Virology. 2008 Aug 1;377(2):330-8. doi: 10.1016/j.virol.2008.03.040. Epub 2008 Jun 2.
Different isolates of HIV-1 are known to vary in antibody binding and sensitivity to neutralization. In response to selective pressure, the virus may conceal important neutralizing determinants, such as the CD4 binding site on gp120, through steric hindrance or conformational masking. The 3D structure of gp120 shows five loop structures that surround the CD4 binding site (CD4BS) and may restrict antibody access to the site. We have generated gp120 mutants lacking each of these loops and characterized them with a panel of monoclonal antibodies, including b12 and F105. A targeted deletion in the beta20-beta21 loop resulted in gp120 with enhanced binding of both monoclonals. Enhancement of b12 binding suggests reduced steric hindrance, since the antibody is relatively insensitive to conformation. Enhanced binding of F105, which depends strongly on the protein conformation, suggests that the mutation may allow gp120 to move more freely into the liganded form. The same viral strategies that limit antibody binding may also inhibit antibody induction. Modified forms of gp120, in which the CD4 binding site is more exposed and accessible to antibodies, could provide novel immunogens for eliciting antibodies to this broadly shared neutralizing determinant.

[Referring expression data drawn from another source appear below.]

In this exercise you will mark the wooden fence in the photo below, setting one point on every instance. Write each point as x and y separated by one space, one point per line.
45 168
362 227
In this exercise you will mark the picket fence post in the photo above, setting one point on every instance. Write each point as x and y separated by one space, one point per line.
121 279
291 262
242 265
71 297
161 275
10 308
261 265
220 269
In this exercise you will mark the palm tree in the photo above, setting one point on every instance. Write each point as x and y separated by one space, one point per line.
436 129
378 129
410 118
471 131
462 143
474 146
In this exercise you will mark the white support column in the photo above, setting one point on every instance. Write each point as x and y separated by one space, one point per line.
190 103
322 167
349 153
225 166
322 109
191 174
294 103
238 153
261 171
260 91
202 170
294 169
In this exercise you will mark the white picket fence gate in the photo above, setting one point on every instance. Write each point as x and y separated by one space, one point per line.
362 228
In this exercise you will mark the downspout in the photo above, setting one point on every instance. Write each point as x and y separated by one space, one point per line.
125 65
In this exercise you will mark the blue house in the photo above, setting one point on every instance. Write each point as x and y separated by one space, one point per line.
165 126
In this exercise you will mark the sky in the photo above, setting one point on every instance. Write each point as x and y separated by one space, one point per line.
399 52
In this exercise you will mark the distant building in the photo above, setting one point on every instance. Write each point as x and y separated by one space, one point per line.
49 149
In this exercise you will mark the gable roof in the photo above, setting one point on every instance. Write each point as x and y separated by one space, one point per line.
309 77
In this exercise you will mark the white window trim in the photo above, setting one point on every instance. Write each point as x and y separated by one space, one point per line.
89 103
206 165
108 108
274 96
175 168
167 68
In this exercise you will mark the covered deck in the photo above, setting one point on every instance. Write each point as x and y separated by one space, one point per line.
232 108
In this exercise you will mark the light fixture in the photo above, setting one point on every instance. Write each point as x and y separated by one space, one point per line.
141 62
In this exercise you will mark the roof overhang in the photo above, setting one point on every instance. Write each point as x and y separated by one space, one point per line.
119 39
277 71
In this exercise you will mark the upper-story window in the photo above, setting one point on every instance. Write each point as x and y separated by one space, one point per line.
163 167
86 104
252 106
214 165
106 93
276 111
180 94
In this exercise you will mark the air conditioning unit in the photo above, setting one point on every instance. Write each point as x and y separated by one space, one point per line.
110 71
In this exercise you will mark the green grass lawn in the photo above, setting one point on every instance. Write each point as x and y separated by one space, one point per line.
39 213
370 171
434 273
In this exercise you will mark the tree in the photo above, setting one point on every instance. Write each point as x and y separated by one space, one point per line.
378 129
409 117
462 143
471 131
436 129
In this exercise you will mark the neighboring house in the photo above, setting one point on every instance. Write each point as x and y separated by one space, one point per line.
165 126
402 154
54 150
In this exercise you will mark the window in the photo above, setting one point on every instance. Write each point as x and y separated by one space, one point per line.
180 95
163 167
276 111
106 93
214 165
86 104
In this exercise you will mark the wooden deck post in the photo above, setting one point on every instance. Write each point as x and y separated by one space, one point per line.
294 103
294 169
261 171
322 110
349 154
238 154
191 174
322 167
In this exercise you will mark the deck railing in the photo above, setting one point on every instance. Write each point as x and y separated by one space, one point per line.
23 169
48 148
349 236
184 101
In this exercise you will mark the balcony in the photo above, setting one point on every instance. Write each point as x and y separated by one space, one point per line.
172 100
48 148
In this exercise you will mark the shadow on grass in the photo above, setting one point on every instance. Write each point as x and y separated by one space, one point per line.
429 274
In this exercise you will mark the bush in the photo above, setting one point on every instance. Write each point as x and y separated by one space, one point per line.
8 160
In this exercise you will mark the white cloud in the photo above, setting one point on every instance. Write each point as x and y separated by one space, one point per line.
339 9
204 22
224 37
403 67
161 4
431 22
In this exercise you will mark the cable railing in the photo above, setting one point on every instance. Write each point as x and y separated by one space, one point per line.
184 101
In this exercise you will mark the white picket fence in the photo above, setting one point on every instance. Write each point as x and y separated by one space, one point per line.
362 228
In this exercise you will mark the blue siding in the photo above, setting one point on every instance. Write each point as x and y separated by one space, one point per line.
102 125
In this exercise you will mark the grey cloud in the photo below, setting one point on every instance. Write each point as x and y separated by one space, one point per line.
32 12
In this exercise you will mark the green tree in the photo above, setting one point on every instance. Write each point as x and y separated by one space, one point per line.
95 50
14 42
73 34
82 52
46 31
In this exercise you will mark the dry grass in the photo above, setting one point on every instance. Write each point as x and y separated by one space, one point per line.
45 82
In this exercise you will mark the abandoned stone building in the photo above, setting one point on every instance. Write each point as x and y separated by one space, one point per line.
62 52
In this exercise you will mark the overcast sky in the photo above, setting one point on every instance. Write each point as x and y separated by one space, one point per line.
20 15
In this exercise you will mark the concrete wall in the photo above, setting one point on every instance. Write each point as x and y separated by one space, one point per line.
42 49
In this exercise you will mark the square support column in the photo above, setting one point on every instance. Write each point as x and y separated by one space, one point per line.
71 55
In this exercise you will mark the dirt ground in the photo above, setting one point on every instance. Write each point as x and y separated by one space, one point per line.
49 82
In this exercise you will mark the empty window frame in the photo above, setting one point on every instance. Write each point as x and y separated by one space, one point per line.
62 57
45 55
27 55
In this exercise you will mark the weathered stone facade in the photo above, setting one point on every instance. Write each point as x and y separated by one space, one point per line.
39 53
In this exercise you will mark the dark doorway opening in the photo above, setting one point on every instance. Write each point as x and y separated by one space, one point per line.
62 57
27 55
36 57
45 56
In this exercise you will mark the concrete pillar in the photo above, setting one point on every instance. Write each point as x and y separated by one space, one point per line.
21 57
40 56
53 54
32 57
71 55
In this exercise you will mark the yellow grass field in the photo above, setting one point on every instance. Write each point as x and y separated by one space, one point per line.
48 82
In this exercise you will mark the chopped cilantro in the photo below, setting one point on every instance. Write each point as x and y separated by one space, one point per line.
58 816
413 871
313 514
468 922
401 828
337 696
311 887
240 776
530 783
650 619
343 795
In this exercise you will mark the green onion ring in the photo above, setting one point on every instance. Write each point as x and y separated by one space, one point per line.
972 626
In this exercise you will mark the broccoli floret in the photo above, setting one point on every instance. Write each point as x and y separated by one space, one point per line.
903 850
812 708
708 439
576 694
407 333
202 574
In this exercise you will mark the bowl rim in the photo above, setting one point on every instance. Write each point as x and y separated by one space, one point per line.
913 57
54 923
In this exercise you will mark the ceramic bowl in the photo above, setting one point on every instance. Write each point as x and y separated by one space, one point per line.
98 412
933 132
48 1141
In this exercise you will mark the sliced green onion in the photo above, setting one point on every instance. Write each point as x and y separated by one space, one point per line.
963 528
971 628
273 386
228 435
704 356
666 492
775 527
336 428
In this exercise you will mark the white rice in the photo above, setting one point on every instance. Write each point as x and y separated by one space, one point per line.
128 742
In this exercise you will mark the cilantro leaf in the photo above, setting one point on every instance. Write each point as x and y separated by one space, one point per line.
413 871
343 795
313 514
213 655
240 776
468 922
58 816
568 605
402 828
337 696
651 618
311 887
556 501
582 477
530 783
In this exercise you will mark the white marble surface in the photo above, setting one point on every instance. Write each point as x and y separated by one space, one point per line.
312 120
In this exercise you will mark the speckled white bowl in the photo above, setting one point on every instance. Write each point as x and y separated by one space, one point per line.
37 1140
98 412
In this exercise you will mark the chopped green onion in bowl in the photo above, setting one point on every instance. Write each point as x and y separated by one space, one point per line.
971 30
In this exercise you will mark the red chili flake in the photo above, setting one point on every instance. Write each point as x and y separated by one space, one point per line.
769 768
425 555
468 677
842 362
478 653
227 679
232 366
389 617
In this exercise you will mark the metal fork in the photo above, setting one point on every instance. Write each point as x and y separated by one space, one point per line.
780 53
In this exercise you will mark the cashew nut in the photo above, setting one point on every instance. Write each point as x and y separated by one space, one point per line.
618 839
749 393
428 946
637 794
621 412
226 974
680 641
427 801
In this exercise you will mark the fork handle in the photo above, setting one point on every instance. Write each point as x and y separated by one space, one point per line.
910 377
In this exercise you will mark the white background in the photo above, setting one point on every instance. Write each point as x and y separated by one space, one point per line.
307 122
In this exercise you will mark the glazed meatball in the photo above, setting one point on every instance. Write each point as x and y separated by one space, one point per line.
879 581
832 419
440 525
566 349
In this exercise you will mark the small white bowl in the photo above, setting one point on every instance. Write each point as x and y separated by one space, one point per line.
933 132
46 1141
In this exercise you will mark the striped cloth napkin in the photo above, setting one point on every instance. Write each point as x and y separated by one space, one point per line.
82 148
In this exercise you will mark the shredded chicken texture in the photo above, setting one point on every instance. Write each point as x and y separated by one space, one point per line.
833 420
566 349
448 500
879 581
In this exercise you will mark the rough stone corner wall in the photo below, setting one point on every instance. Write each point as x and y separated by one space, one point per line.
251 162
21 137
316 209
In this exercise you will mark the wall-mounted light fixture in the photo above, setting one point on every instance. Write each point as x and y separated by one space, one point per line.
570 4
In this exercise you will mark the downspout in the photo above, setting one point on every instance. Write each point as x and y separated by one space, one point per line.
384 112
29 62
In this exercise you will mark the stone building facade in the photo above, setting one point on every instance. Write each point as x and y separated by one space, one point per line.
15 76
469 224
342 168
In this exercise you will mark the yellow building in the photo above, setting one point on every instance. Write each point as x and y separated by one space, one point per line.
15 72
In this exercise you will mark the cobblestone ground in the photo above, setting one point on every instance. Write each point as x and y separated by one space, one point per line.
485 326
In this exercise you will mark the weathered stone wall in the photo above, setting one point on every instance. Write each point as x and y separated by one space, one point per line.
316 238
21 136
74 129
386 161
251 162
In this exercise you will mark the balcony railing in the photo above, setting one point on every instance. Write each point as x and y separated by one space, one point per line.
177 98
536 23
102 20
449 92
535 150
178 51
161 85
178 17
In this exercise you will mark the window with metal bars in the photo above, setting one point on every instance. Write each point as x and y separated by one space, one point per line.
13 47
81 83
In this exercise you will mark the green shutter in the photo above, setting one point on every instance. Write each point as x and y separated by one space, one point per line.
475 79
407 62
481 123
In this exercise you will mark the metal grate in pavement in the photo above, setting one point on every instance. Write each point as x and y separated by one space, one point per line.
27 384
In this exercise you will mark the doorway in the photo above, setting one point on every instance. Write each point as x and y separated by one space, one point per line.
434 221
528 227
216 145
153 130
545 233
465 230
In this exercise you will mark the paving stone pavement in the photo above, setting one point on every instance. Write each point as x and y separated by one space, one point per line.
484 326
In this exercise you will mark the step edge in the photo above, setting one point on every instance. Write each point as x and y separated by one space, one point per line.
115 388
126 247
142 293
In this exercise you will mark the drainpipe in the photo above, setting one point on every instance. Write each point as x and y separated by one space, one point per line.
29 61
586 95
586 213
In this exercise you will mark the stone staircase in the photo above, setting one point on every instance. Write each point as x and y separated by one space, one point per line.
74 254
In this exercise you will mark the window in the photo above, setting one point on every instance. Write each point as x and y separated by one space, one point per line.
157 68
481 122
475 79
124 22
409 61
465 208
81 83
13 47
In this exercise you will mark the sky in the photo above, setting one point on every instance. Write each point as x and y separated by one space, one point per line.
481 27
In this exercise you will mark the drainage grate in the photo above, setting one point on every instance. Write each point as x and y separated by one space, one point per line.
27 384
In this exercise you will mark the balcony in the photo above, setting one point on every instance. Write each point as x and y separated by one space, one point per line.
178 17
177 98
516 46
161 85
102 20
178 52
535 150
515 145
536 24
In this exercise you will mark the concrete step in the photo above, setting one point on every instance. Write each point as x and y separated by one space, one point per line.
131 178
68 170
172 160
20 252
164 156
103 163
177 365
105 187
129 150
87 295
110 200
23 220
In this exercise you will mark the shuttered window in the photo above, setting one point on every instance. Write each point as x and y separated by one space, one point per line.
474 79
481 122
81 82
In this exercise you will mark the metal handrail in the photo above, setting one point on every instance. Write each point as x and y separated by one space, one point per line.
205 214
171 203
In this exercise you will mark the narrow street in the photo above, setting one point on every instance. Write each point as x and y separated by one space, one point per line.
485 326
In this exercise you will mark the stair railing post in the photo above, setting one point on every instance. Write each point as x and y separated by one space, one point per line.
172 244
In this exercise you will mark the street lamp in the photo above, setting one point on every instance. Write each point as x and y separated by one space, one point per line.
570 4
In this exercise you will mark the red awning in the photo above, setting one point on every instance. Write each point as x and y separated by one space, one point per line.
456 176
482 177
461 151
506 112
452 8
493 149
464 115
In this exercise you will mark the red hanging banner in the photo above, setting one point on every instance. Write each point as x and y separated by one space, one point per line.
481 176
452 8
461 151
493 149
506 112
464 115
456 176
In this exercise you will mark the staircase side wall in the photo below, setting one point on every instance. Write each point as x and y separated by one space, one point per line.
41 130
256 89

已知HIV-1的不同分离株在抗体结合和对中和的敏感性方面存在差异。在选择性压力的作用下,病毒可能通过空间位阻或构象掩盖来隐藏重要的中和决定簇,例如gp120上的CD4结合位点。gp120的三维结构显示有五个环绕CD4结合位点(CD4BS)的环结构,可能会限制抗体接近该位点。我们构建了缺失这些环中每一个的gp120突变体,并用一组单克隆抗体(包括b12和F105)对其进行了表征。β20-β21环中的靶向缺失导致gp120与两种单克隆抗体的结合增强。b12结合增强表明空间位阻降低,因为该抗体对构象相对不敏感。强烈依赖蛋白质构象的F105结合增强表明,该突变可能使gp120更自由地转变为配体形式。限制抗体结合的相同病毒策略也可能抑制抗体诱导。修饰后的gp120形式,其中CD4结合位点对抗体更暴露且可接近,可为引发针对这种广泛共享的中和决定簇的抗体提供新型免疫原。